Trading is meant to introduce a degree of flexibility that ensures emissions are cut where it costs least to do so. A robust carbon price is seen to promote investment in clean, low-carbon technologies (renewables such as solar, wind turbine, hydro, etc.).
- IP (Interaction Permits)
Provisions for price floors in greenhouse gas emissions (GHG) trading schemes can be found in several recent legislative proposals for emissions trading. These are mechanisms whereby government commitments can:-
- buy back emission permits
- reserve carbon prices (4) at auction
- implement extra fees or taxes on acquittal of emissions permits
- adopt more general hybrid approaches to emissions pricing
- guarantee minimum abatement efforts if prices are lower than expected
- help manage cost uncertainty, possibly as complements to price ceilings
- CPRS (Carbon Pollution Reduction Scheme) is a strategy being proposed by the Australian Labor Party – a proposed cap-and-trade emissions trading scheme (ETS). With the main objective of reducing greenhouse gas (GHG) emissions.
- EIS (Emission Integrity Scheme) is a strategy recommended by Australia’s Chief Scientist and the CSIRO. It is a principled approach to the design of an emissions trading scheme (ETS) which avoids the imposition of unnecessary costs on ordinary people. The integrity, efficiency and effectiveness of the scheme will require:
- establishment of an independent carbon bank with all the necessary powers to oversee the long-term stability of the scheme
- implementation of a transition period from 2010 to the conclusion of the Kyoto period (end 2012) involving fixed price permits
- credits to trade-exposed, emissions-intensive industries to address the failure of our trading partners to adopt similar policies
- no permits to be freely allocated
- no ceilings or floors on the price of permits (beyond the transition period)
- scheme coverage that is as broad as possible, within practical constraints
- DA (Direct Action) is the strategy currently being followed by the Australian Federal Government (Liberal Coalition Party). An Emissions Reduction Fund is created to call for companies to submit tenders for projects that will either lower emissions or offset them. Auctions are run by a Clean Energy Regulator to determining what emission reductions can be achieved through a range of projects, such as cleaning up power stations, capturing landfill gas, reforesting marginal lands or improving soil carbon, etc.
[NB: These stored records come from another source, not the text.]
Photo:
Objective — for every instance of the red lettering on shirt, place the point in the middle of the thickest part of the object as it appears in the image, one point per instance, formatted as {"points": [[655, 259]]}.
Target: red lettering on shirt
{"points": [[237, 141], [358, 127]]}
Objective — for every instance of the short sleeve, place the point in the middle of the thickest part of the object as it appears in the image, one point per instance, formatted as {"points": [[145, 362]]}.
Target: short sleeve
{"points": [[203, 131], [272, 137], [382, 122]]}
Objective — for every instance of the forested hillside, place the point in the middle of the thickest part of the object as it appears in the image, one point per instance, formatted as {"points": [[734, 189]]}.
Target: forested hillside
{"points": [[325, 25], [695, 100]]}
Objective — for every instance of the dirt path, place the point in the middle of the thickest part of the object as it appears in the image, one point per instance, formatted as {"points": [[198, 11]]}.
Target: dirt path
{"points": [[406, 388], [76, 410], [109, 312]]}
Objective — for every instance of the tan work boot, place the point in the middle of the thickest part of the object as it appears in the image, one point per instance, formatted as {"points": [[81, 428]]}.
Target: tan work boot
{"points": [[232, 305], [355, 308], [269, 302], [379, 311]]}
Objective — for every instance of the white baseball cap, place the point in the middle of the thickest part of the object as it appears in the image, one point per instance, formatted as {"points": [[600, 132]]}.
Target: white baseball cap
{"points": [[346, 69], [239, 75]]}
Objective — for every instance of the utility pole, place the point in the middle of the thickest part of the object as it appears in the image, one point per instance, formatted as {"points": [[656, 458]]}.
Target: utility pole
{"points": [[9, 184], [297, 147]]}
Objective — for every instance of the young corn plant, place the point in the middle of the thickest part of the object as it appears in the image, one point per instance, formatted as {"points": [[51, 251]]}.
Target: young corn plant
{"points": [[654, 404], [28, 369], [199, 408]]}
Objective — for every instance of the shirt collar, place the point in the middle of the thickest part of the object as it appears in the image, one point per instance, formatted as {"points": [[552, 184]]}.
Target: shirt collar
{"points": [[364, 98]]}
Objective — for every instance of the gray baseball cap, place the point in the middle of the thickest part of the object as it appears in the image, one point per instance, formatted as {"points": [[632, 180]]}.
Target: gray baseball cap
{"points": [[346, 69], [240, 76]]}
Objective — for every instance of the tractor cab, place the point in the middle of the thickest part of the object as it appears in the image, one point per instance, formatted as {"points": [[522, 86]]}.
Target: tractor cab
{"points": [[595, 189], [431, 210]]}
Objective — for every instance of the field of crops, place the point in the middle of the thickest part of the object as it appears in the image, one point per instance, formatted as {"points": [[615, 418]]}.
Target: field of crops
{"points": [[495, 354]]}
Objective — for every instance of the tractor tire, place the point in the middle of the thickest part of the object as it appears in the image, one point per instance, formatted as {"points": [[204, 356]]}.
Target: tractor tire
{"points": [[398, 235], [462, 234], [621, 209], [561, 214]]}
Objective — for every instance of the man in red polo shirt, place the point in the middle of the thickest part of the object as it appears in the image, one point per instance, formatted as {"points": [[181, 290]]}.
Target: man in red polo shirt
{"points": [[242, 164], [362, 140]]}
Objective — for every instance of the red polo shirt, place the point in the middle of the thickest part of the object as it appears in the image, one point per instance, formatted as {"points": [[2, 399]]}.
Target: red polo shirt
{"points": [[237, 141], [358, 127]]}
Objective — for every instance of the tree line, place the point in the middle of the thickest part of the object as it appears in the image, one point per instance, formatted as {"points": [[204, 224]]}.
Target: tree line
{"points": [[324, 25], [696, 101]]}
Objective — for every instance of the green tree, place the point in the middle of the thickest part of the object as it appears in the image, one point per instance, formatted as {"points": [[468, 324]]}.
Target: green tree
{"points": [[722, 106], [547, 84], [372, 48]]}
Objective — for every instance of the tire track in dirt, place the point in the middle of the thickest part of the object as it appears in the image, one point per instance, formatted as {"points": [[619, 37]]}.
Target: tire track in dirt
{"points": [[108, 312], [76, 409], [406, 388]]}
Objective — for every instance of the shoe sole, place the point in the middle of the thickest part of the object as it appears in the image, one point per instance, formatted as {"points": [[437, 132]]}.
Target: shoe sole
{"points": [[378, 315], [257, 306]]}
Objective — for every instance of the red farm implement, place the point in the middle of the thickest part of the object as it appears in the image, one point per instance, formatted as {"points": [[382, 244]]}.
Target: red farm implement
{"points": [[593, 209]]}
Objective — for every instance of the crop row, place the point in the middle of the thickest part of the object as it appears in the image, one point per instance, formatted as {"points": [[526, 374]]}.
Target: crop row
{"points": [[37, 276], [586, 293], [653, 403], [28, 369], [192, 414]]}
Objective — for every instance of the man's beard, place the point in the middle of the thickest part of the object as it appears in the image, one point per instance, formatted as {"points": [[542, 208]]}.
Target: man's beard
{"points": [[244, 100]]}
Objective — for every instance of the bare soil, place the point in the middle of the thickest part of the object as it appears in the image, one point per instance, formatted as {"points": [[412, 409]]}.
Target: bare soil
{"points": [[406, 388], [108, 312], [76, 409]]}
A project needs to meet two criteria to win a contract from the Fund:
- The emission reductions must be additional measures and not just business-as-usual
- The reduction estimates must be credible and verifiable
Only the projects with the lowest cost per amount of abatement will be taken on by the Reduction Fund.
Direct Action is not seen to be sustainable and would need to transition towards an ETS. The nature of this ETS is yet to be determined but will surely take upon a different term, as ETS is becoming politically toxic as well, just like the term “Carbon Tax”.
All these above political arguments and/or schemes have confused ordinary people, who are demanding that an agreed global approach be adopted as the resource involved (air) is a global commodity required for life on earth. It belongs to nobody yet we have become its custodian, so long as we are the dominant species on earth with the mind power to either destroy us all or to solve the problem. I vote we solve this human-inflicted problem!
The question arising is “How can an ordinary person like Yourself make a worth while sustainable contribution to stop/reduce the pollution of this precious veneer of air that surrounds our unique planet?” The answer(s) to this vexing question needs to be provided by Subject Matter Experts (SME) is this field, not a mere novice like myself.